Buying a new home is an exciting time. But as thrilling as it may be, there are a lot of decisions that come with the purchase of a new home. One decision you may ponder is whether you should buy mortgage life insurance.




buy mortgage life insurance



Mortgage life insurance is usually sold by the mortgage lender, an insurance company affiliated with your lender or another insurance company that mails you after finding your information via public records. If you buy it from your mortgage lender, the premiums can be rolled into your loan.
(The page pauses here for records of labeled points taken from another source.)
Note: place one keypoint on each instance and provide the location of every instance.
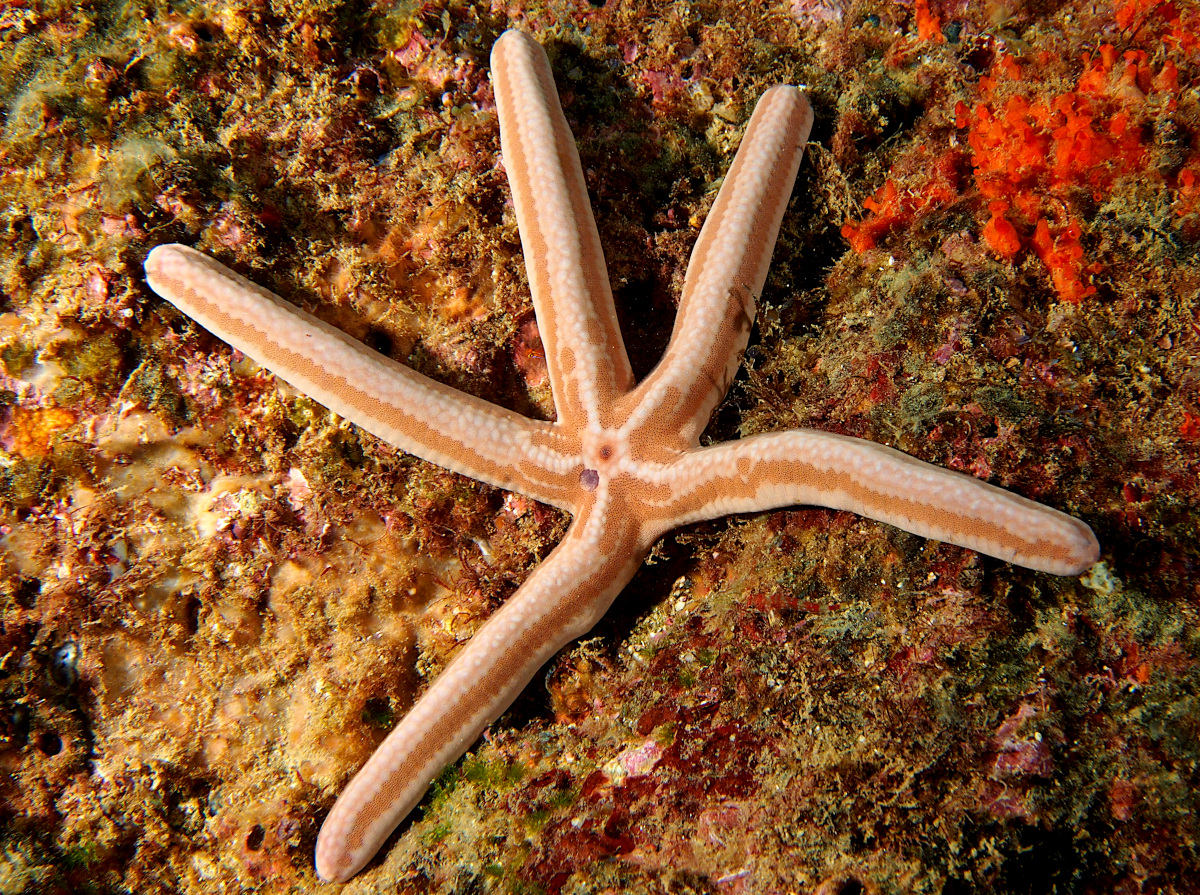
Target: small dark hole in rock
(379, 341)
(192, 613)
(255, 838)
(28, 592)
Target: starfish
(622, 457)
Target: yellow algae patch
(34, 431)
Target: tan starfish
(623, 458)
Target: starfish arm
(387, 398)
(727, 270)
(825, 469)
(562, 600)
(573, 300)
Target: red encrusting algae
(1041, 158)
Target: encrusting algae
(217, 599)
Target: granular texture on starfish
(623, 458)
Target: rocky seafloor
(217, 598)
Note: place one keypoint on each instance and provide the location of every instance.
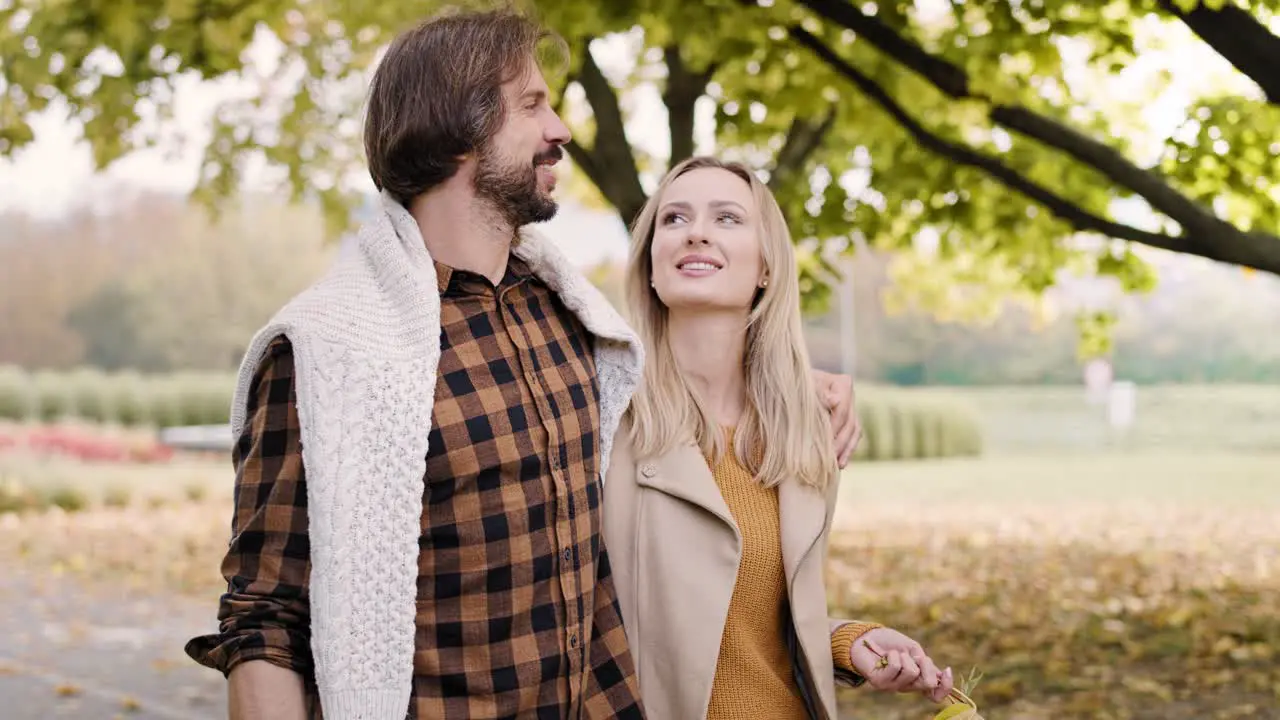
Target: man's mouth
(548, 158)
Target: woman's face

The mortgage lender is the beneficiary of the policy, not your spouse or other person you choose. This means the insurer will pay your lender the remaining balance on the mortgage if you pass away. Money does not go to your family with this type of life insurance.


Mortgage life insurance can give you and your family peace of mind that the mortgage will be paid off. That may also be the case if you buy other types of coverage and specify that you want proceeds spent on paying off the mortgage, but mortgage life insurance benefits go directly to the mortgage lender.


A term life insurance payout goes to the beneficiary you choose, such as your spouse. The beneficiary can use the money for any pressing financial need. You also make your own choice of coverage amount and policy length with term life. Your family could use a term life insurance payout for:


Other life insurance types will give your family control over how a payout is used, such as whole life insurance. But for covering specific debts like a mortgage, term life insurance will give you the most value for your money.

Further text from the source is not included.